String attributes have a maximum length of 65536 characters (64 kB).

  • number (uint32) – Sequential integer used to uniquely identify each channel in the file; the channel’s group will be named “channel[Number]”.
  • source (string) – Device used to produce the channel
  • acquisition_rate (uint32) – Acquisition rate in MHz
  • record_size (uint32) – Number of samples in each channel record (stream record size = # channels * record size)
  • data_type_size (uint32) – Number of bytes used to represent each sample (whether integer or floating point)
  • data_format_type (uint32) – Whether the data is analog or digitized
    • 0 == digitized
    • 1 == analog
  • bit_depth (uint32) – Number of bits with which the data was digitized
  • bit_alignment (uint32) – Whether the bits within each sample are left-aligned or right-aligned within the sample data word (if the bit depth is less that the data type size)
    • 0 == left-aligned
    • 1 == right-aligned
  • voltage_offset (double) – Voltage value represented by an ADC value of 0 (the minimum voltage for unsigned digital data, and the center voltage for signed digital data)
  • voltage_range (double) – Voltage range accepted above the minimum
  • dac_gain (double) – Gain value needed to convert digital values to analog (analog = digital * gain + voltage_min)
  • frequency_min (double) – For band-pass data, minimum frequency recorded
  • frequency_range (double) – For band-pass data, range of frequencies recorded above the minimum

Acquisitions

Each stream contains an “acquisitions” group that holds the acquisition datasets. Each acquisition dataset is named simply with the number of the acquisition, starting from 0 and incrementing for each new acquisition.

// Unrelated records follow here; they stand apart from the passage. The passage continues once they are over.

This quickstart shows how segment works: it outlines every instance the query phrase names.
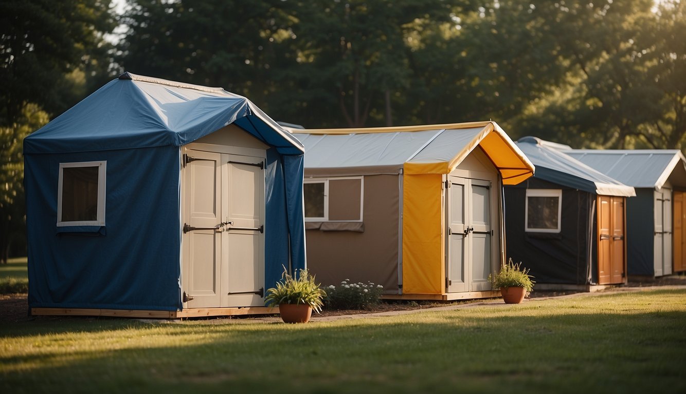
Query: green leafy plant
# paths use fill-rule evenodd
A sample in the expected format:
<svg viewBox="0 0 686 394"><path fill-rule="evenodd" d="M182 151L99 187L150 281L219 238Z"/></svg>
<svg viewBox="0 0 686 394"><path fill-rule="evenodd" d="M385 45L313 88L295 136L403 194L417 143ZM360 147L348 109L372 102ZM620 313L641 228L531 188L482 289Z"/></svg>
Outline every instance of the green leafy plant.
<svg viewBox="0 0 686 394"><path fill-rule="evenodd" d="M500 272L495 275L488 274L488 281L493 289L507 287L523 287L526 295L534 290L533 276L529 275L529 270L521 267L521 261L514 264L510 258L507 264L500 267Z"/></svg>
<svg viewBox="0 0 686 394"><path fill-rule="evenodd" d="M327 292L314 281L314 276L310 275L307 269L300 269L299 275L295 278L288 274L284 267L281 280L276 287L267 290L265 304L268 306L278 306L280 304L307 304L316 313L324 306L324 298Z"/></svg>
<svg viewBox="0 0 686 394"><path fill-rule="evenodd" d="M351 283L349 279L346 279L340 285L331 285L326 289L324 303L327 308L370 310L381 303L383 287L371 282Z"/></svg>

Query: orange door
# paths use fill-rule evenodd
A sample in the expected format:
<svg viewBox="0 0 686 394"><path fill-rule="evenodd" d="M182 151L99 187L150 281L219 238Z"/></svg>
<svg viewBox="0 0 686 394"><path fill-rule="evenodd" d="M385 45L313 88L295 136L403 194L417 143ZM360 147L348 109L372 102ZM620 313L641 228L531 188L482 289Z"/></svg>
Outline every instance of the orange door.
<svg viewBox="0 0 686 394"><path fill-rule="evenodd" d="M611 198L598 196L598 284L606 285L612 283L611 258L612 238L610 236L610 226L612 223L612 209Z"/></svg>
<svg viewBox="0 0 686 394"><path fill-rule="evenodd" d="M612 197L612 257L611 258L611 283L624 280L624 198Z"/></svg>
<svg viewBox="0 0 686 394"><path fill-rule="evenodd" d="M674 192L674 271L686 271L686 253L684 245L686 243L686 231L684 223L686 222L686 198L683 192Z"/></svg>

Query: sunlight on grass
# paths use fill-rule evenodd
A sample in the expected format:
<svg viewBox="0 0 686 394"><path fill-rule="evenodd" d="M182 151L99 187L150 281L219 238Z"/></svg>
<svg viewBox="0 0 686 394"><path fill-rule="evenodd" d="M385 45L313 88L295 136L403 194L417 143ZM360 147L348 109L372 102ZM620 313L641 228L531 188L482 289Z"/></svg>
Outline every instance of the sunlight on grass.
<svg viewBox="0 0 686 394"><path fill-rule="evenodd" d="M38 319L0 326L0 390L684 392L685 299L581 295L307 324Z"/></svg>

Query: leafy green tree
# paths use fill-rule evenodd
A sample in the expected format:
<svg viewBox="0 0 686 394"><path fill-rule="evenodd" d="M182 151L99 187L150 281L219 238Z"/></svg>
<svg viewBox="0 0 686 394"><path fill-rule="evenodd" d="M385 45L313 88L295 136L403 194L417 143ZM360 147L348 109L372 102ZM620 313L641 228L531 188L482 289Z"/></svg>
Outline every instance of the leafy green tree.
<svg viewBox="0 0 686 394"><path fill-rule="evenodd" d="M389 125L411 95L412 52L424 29L453 25L464 1L302 1L296 8L297 67L287 79L291 107L309 127ZM449 59L450 54L446 54ZM414 66L418 66L417 62ZM407 104L407 107L411 107ZM296 116L293 114L293 116Z"/></svg>
<svg viewBox="0 0 686 394"><path fill-rule="evenodd" d="M0 127L0 263L7 263L12 242L25 237L24 137L47 122L47 114L27 104L14 124Z"/></svg>
<svg viewBox="0 0 686 394"><path fill-rule="evenodd" d="M104 33L115 27L102 0L0 2L0 124L21 116L27 103L57 115L83 98L79 87L107 68ZM81 74L74 73L80 70Z"/></svg>

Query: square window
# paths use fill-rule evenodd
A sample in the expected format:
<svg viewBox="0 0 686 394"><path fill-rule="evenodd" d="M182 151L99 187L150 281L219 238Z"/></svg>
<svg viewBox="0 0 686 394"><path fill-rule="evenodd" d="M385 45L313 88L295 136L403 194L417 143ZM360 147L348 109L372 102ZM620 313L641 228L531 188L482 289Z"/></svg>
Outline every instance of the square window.
<svg viewBox="0 0 686 394"><path fill-rule="evenodd" d="M105 225L106 161L60 163L57 226Z"/></svg>
<svg viewBox="0 0 686 394"><path fill-rule="evenodd" d="M559 233L562 214L562 190L527 189L525 210L526 231Z"/></svg>
<svg viewBox="0 0 686 394"><path fill-rule="evenodd" d="M362 222L362 176L309 179L303 185L309 222Z"/></svg>
<svg viewBox="0 0 686 394"><path fill-rule="evenodd" d="M326 220L327 183L306 182L303 185L305 196L305 217L307 219Z"/></svg>

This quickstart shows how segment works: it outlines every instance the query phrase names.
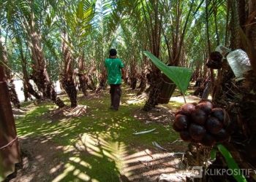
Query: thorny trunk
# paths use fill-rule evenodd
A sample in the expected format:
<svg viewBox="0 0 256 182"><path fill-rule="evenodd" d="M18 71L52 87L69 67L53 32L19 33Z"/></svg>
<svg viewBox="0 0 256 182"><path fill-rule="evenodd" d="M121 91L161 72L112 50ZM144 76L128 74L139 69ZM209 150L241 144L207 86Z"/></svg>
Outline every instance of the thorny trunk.
<svg viewBox="0 0 256 182"><path fill-rule="evenodd" d="M150 44L151 52L157 57L159 56L160 50L160 38L162 29L162 15L159 12L159 1L156 0L152 2L154 8L154 20L150 17L151 25L151 39L152 40ZM158 104L158 98L160 95L160 87L162 85L161 71L154 65L152 65L152 72L150 75L150 87L148 99L146 102L143 110L148 111Z"/></svg>
<svg viewBox="0 0 256 182"><path fill-rule="evenodd" d="M2 56L0 57L0 60L3 60ZM15 164L20 162L20 151L1 63L0 63L0 178L4 178L15 171Z"/></svg>
<svg viewBox="0 0 256 182"><path fill-rule="evenodd" d="M3 64L4 64L4 73L6 74L6 76L8 81L7 85L8 85L9 97L10 98L10 100L13 103L14 106L15 108L20 108L20 103L15 91L15 87L12 83L13 80L12 80L12 78L11 78L11 71L7 67L8 60L7 60L7 52L6 47L3 46L1 41L1 38L0 38L0 57L1 57L1 61L3 62Z"/></svg>
<svg viewBox="0 0 256 182"><path fill-rule="evenodd" d="M136 71L136 61L135 58L132 58L132 62L130 64L129 79L131 81L130 87L132 90L135 90L137 85L137 71Z"/></svg>
<svg viewBox="0 0 256 182"><path fill-rule="evenodd" d="M138 87L138 88L140 88L140 91L137 93L137 95L141 95L144 92L144 90L147 86L146 74L145 74L144 70L143 70L141 71L140 77L140 85Z"/></svg>
<svg viewBox="0 0 256 182"><path fill-rule="evenodd" d="M59 107L62 108L65 105L63 101L57 98L53 83L50 81L46 70L45 60L43 55L41 36L35 29L34 15L31 14L31 20L28 23L26 30L29 38L29 47L31 51L31 58L34 62L32 66L32 75L31 78L36 83L39 90L42 92L43 97L51 99Z"/></svg>
<svg viewBox="0 0 256 182"><path fill-rule="evenodd" d="M64 37L67 37L66 33L64 33ZM77 90L73 79L74 60L64 41L62 41L62 60L64 69L61 74L61 83L69 98L71 107L76 107L78 106L78 101Z"/></svg>
<svg viewBox="0 0 256 182"><path fill-rule="evenodd" d="M31 97L30 95L32 95L35 98L38 100L42 100L42 97L33 89L33 86L29 83L29 74L27 71L26 58L24 56L22 46L21 45L19 45L19 46L20 46L19 51L21 57L22 71L23 74L25 100L26 100L29 98L31 99Z"/></svg>
<svg viewBox="0 0 256 182"><path fill-rule="evenodd" d="M84 96L86 96L87 92L87 83L88 79L86 78L86 74L84 71L84 59L83 57L79 57L78 58L78 78L79 78L79 87L80 89L82 90Z"/></svg>

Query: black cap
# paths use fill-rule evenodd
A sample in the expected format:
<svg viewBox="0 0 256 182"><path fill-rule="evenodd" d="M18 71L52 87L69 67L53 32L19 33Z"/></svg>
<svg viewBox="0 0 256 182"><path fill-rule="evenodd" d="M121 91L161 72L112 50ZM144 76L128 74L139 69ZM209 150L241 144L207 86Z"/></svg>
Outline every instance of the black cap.
<svg viewBox="0 0 256 182"><path fill-rule="evenodd" d="M115 49L111 49L110 51L109 51L109 55L110 56L116 56L117 54L117 52Z"/></svg>

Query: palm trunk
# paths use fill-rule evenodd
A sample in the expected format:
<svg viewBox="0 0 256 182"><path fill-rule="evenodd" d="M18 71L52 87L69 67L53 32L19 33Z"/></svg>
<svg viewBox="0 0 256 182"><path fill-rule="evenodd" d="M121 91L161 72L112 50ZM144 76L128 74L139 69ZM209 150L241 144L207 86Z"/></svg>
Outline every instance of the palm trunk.
<svg viewBox="0 0 256 182"><path fill-rule="evenodd" d="M82 92L84 96L87 95L87 84L88 84L88 78L86 75L83 73L84 71L84 59L83 57L78 58L78 78L79 78L79 85L80 88L82 90Z"/></svg>
<svg viewBox="0 0 256 182"><path fill-rule="evenodd" d="M0 52L0 60L3 60ZM15 172L20 151L4 68L0 63L0 178Z"/></svg>
<svg viewBox="0 0 256 182"><path fill-rule="evenodd" d="M66 36L66 33L64 32L64 37ZM78 106L78 100L77 90L73 79L74 60L64 41L62 42L62 55L64 69L61 74L61 83L69 98L71 107L76 107Z"/></svg>
<svg viewBox="0 0 256 182"><path fill-rule="evenodd" d="M9 97L10 98L11 102L13 103L15 108L20 108L20 100L18 98L18 95L15 90L15 87L14 84L12 83L12 80L11 78L11 70L7 67L8 66L8 59L7 59L7 52L6 47L3 46L1 39L0 39L0 56L1 58L1 61L4 64L4 73L6 75L6 78L8 80L8 90L9 90Z"/></svg>
<svg viewBox="0 0 256 182"><path fill-rule="evenodd" d="M34 91L32 85L29 83L29 74L27 71L27 62L26 58L24 57L23 50L21 45L19 45L19 51L21 57L21 67L23 74L25 101L28 100L28 98L31 98L29 95L30 94L32 95L36 99L42 100L42 97L36 91Z"/></svg>
<svg viewBox="0 0 256 182"><path fill-rule="evenodd" d="M34 15L32 12L30 22L26 22L27 26L25 27L28 33L29 45L31 49L31 58L34 62L31 78L36 83L38 90L42 92L44 98L51 99L59 107L62 108L65 105L64 102L57 97L53 83L50 81L41 46L41 36L36 30L34 20Z"/></svg>
<svg viewBox="0 0 256 182"><path fill-rule="evenodd" d="M160 50L160 41L161 41L161 29L162 29L162 15L159 13L159 1L156 1L154 3L154 23L151 19L151 39L152 45L151 52L157 57L159 56ZM161 15L159 19L159 15ZM154 66L152 66L152 73L150 79L150 87L148 99L144 105L143 110L148 111L152 109L155 106L158 104L158 98L161 94L161 85L162 85L162 74L161 71Z"/></svg>

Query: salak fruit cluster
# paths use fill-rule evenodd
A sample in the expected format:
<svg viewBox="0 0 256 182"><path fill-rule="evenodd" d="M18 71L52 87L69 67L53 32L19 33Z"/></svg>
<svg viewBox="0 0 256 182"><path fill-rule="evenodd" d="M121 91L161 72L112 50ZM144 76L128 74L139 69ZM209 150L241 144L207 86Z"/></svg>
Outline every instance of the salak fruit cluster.
<svg viewBox="0 0 256 182"><path fill-rule="evenodd" d="M184 141L213 146L229 138L229 116L222 108L214 108L209 100L187 103L176 114L173 129Z"/></svg>

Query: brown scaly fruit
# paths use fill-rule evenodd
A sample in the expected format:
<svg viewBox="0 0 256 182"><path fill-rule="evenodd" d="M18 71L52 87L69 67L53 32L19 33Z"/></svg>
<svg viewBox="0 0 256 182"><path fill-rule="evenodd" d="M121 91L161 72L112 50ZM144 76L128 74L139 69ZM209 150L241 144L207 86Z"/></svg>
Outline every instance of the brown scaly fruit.
<svg viewBox="0 0 256 182"><path fill-rule="evenodd" d="M188 131L181 131L179 135L181 138L184 141L190 141L192 139Z"/></svg>
<svg viewBox="0 0 256 182"><path fill-rule="evenodd" d="M217 141L225 141L229 138L229 135L225 130L222 129L218 133L214 135Z"/></svg>
<svg viewBox="0 0 256 182"><path fill-rule="evenodd" d="M176 132L181 132L182 131L182 130L181 130L181 129L179 129L178 127L176 127L175 123L173 124L173 128Z"/></svg>
<svg viewBox="0 0 256 182"><path fill-rule="evenodd" d="M191 114L195 111L195 104L187 103L181 107L181 109L176 114L181 114L189 116Z"/></svg>
<svg viewBox="0 0 256 182"><path fill-rule="evenodd" d="M191 138L196 141L200 141L206 132L204 127L195 123L190 124L189 130Z"/></svg>
<svg viewBox="0 0 256 182"><path fill-rule="evenodd" d="M213 105L210 100L205 100L199 102L196 108L203 110L208 115L211 112Z"/></svg>
<svg viewBox="0 0 256 182"><path fill-rule="evenodd" d="M206 127L211 134L217 134L222 129L223 124L216 117L211 116L207 119Z"/></svg>
<svg viewBox="0 0 256 182"><path fill-rule="evenodd" d="M178 114L175 116L174 124L180 130L185 130L189 125L189 121L187 116Z"/></svg>
<svg viewBox="0 0 256 182"><path fill-rule="evenodd" d="M211 110L211 116L216 117L218 120L223 123L225 111L222 108L214 108Z"/></svg>
<svg viewBox="0 0 256 182"><path fill-rule="evenodd" d="M206 146L211 146L216 143L215 138L211 135L206 133L202 139L201 143Z"/></svg>
<svg viewBox="0 0 256 182"><path fill-rule="evenodd" d="M200 125L203 125L207 119L207 114L206 112L199 108L195 109L191 114L191 116L194 122Z"/></svg>

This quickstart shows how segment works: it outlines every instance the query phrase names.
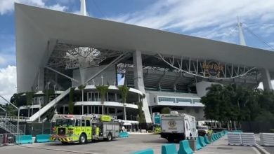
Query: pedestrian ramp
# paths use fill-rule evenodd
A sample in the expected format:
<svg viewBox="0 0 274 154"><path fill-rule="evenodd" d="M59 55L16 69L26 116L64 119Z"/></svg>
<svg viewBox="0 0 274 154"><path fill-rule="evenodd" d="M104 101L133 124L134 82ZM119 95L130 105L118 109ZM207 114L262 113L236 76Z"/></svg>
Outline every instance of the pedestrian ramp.
<svg viewBox="0 0 274 154"><path fill-rule="evenodd" d="M51 102L47 104L45 106L40 109L39 111L36 112L34 115L32 115L28 120L27 122L34 122L39 118L39 116L44 114L46 111L48 111L51 108L52 108L55 104L58 103L63 98L64 98L67 94L70 92L70 88L67 90L64 91L62 94L52 100Z"/></svg>

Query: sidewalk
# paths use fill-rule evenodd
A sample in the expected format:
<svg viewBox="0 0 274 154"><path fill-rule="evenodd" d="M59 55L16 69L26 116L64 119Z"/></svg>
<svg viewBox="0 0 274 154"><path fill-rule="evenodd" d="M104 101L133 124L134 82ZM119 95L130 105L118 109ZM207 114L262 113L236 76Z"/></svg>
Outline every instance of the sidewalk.
<svg viewBox="0 0 274 154"><path fill-rule="evenodd" d="M227 135L218 140L203 147L195 154L229 153L229 154L259 154L259 150L253 146L228 146Z"/></svg>

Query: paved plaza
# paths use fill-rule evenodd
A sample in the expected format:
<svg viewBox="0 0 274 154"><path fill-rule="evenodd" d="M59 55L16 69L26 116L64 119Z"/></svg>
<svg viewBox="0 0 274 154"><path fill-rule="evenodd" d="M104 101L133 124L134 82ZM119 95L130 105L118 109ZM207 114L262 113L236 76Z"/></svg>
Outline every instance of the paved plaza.
<svg viewBox="0 0 274 154"><path fill-rule="evenodd" d="M87 144L74 144L63 145L60 142L6 146L0 147L0 153L16 154L55 154L55 153L130 153L131 152L152 148L155 154L161 153L161 146L168 144L166 139L155 134L129 134L129 138L115 139L112 141L96 141ZM178 149L178 144L176 144ZM274 148L261 147L271 153ZM210 145L196 151L197 154L239 153L259 154L260 150L252 146L228 146L224 136Z"/></svg>

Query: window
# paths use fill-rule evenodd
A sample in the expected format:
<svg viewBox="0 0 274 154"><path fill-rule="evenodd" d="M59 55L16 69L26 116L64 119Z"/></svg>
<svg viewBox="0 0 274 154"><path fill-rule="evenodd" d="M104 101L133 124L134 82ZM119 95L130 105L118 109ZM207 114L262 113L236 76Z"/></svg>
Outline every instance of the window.
<svg viewBox="0 0 274 154"><path fill-rule="evenodd" d="M75 126L80 126L80 120L76 120Z"/></svg>
<svg viewBox="0 0 274 154"><path fill-rule="evenodd" d="M193 99L193 104L194 103L200 103L200 99Z"/></svg>
<svg viewBox="0 0 274 154"><path fill-rule="evenodd" d="M81 126L84 127L85 125L85 120L81 120Z"/></svg>
<svg viewBox="0 0 274 154"><path fill-rule="evenodd" d="M182 103L192 103L191 99L182 99L182 98L177 98L176 99L177 103L182 102Z"/></svg>
<svg viewBox="0 0 274 154"><path fill-rule="evenodd" d="M86 126L91 126L91 121L86 120Z"/></svg>
<svg viewBox="0 0 274 154"><path fill-rule="evenodd" d="M170 98L170 97L159 97L159 102L171 102L175 103L175 98Z"/></svg>
<svg viewBox="0 0 274 154"><path fill-rule="evenodd" d="M109 108L108 112L110 114L115 114L115 108Z"/></svg>

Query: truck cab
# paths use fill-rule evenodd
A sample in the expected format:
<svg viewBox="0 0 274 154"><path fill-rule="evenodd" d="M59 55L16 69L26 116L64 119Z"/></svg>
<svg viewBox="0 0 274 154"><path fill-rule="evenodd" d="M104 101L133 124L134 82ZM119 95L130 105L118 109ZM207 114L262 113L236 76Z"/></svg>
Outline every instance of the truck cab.
<svg viewBox="0 0 274 154"><path fill-rule="evenodd" d="M161 137L169 142L189 139L197 136L194 116L171 112L161 115Z"/></svg>
<svg viewBox="0 0 274 154"><path fill-rule="evenodd" d="M119 124L106 115L56 115L51 139L64 144L92 140L112 141L119 136Z"/></svg>

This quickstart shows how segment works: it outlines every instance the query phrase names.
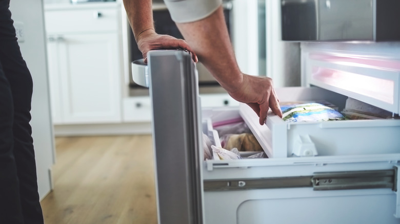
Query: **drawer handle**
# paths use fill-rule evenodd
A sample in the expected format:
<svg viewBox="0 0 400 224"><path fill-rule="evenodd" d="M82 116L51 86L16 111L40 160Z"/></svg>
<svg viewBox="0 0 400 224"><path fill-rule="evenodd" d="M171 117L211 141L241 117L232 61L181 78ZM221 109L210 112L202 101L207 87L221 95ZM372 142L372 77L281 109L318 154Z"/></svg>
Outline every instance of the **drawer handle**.
<svg viewBox="0 0 400 224"><path fill-rule="evenodd" d="M96 11L93 12L93 16L95 18L98 18L103 16L103 14L100 12Z"/></svg>

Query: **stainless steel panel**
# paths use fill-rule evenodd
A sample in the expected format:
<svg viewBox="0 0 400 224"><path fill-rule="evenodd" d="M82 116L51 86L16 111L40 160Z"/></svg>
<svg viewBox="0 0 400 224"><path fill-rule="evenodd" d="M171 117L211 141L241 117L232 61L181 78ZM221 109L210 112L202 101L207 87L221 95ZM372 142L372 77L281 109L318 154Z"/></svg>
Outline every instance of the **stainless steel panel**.
<svg viewBox="0 0 400 224"><path fill-rule="evenodd" d="M203 223L194 63L183 51L148 54L158 223Z"/></svg>

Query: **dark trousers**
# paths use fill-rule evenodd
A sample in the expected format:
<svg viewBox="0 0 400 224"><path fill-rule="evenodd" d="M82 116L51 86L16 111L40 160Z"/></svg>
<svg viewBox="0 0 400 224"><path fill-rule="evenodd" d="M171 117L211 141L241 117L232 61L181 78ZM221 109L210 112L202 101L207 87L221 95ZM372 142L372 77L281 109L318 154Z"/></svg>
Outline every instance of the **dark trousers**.
<svg viewBox="0 0 400 224"><path fill-rule="evenodd" d="M43 223L32 128L31 74L0 0L0 223Z"/></svg>

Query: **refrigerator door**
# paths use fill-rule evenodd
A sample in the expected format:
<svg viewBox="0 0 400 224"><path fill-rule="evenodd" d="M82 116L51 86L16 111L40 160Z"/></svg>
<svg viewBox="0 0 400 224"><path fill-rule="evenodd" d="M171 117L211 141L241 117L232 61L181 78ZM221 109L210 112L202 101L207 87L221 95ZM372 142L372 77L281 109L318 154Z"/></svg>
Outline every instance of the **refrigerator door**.
<svg viewBox="0 0 400 224"><path fill-rule="evenodd" d="M195 64L183 51L148 57L158 223L203 223Z"/></svg>

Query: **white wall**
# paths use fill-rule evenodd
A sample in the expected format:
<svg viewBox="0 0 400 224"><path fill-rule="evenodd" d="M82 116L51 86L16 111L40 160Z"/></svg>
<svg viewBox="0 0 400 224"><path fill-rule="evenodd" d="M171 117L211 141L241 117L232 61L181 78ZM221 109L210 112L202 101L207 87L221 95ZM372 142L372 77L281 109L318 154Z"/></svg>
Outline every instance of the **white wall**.
<svg viewBox="0 0 400 224"><path fill-rule="evenodd" d="M22 23L25 40L20 41L19 44L33 79L30 123L35 151L39 195L42 199L51 189L49 169L54 162L43 0L12 0L10 10L14 25L15 22Z"/></svg>

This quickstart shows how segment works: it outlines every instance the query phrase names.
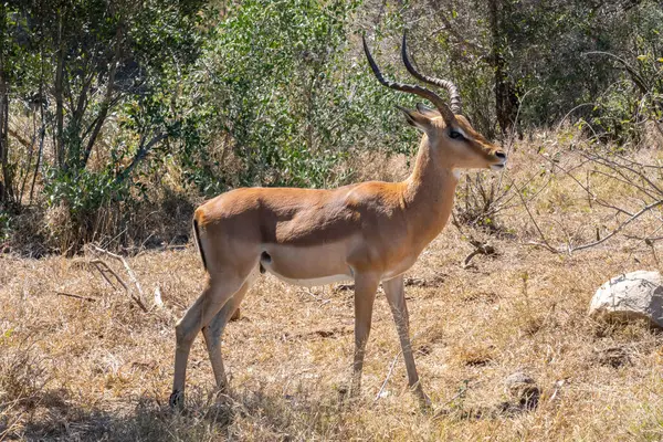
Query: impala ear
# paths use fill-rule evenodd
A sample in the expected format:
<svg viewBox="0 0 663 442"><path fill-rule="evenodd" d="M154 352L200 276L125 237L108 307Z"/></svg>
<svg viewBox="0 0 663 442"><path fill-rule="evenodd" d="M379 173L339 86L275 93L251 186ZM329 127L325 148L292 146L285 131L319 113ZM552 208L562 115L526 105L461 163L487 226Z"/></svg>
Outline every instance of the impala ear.
<svg viewBox="0 0 663 442"><path fill-rule="evenodd" d="M410 126L417 127L421 131L428 131L431 127L431 120L428 116L420 114L417 110L410 110L401 106L397 106L403 114Z"/></svg>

Each acquisition has a single attribute:

  • n_records (uint32) – Number of records in that acquisition

Here are some examples how data might be arranged in an acquisition dataset:

  • Single channel; channel record size == 10; 3 records:

    AAAAAAAAAA  <-- record 0
    AAAAAAAAAA  <-- record 1
    AAAAAAAAAA  <-- record 2
    
  • Two channels; channel record size == 5; separate samples; 2 records:

    AAAAABBBBB
    AAAAABBBBB
    
  • Three channels; channel record size == 5; interleaved samples; 2 records:

    ABCABCABCABCABC
    ABCABCABCABCABC
    

Known Issues

  • Multi-channel, multi-sample, floating-point data doesn’t save properly. A multi-channel RSA might use this format, but we do not currently have such a device.